08 Safari Adventure (8 page)

Read 08 Safari Adventure Online

Authors: Willard Price

Then it came - the long tongue licking his cheeks, dog fashion. But unlike a dog’s tongue, this one was quite evidently made of coarse sandpaper. It would take the skin off his face in no time.

‘Now, Fido,’ he said, trying to keep his trembling voice low and calm. ‘Down, Fido, down.’ He slowly raised his hand and scratched the animal’s neck. Dogs liked that and so did cats. He wasn’t so sure about birds.

The cheetah turned its head and seized his wrist in its jaws. Those terrible teeth could cut off his hand as easily as they could crush a rabbit. But he did not pull away. And the cheetah did not bite. The rascal was acting exactly like a dog that wants to play.

Roger put up his other hand and rubbed the beast behind the ears. The cheetah dropped the wrist and made a lightning change from dog into cat. It turned on its cement mixer. It rubbed its head against Roger’s and its purr sent vibrations through his whole body.

Then it jumped down and went bounding about, chirping with pleasure. Its legs appeared to be made of steel springs. It could leap ten feet high with ease. Roger was anxious lest in one of its jumps it should come down on a poisoned stake. But every time it came down near a stake it skilfully twisted its body so as to avoid it. Then it would dash up to Roger and bunt him - and since it weighed more than he did, the bunt was nearly hard enough to knock him off his feet.
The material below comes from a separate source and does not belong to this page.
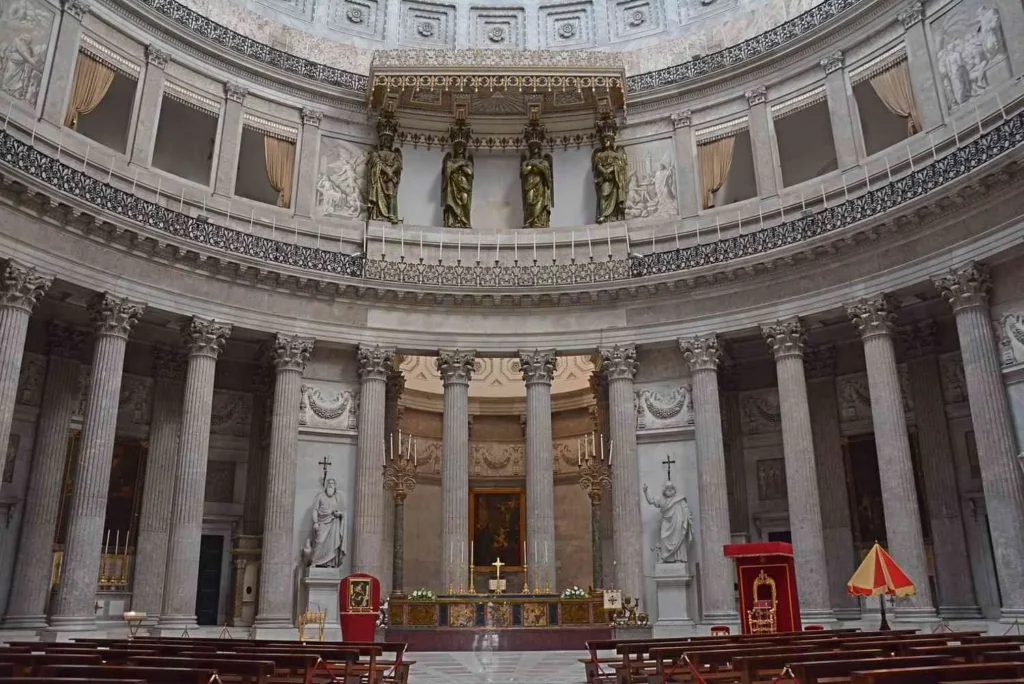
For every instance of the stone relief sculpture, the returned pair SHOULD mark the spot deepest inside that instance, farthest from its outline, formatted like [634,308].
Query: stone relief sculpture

When he had had enough bunts he tried to give the playful animal something else to do. He pulled a root out of the earth wall and tossed it to the other end of the pit. The cheetah was after it in a flash. Roger thought he had never seen anything move so fast. The animal picked up the stick and raced back with it and laid it down at Roger’s feet. Then it looked up at him, ears erect, eyes full of fun.

“That’s a good dog,’ Roger said. ‘Nice pussy.’

He began to see why the animal was called a ‘hunting leopard’. It could very easily be trained to hunt game like a hound… Perhaps it would even hunt poachers - like a bloodhound.

Chapter 11
Mischief

Roger heard voices.

“Where can that kid be?’

‘When I left him he was digging a grave.’

‘Where was that?’

‘Near the supply van. But he’s not there now.’

‘Do you suppose he could have fallen into one of these pits?’

‘Let’s hope not. If he fell on the stakes he’d be dead by this time.’

Roger recognized the voices - Hal and the warden were looking for him.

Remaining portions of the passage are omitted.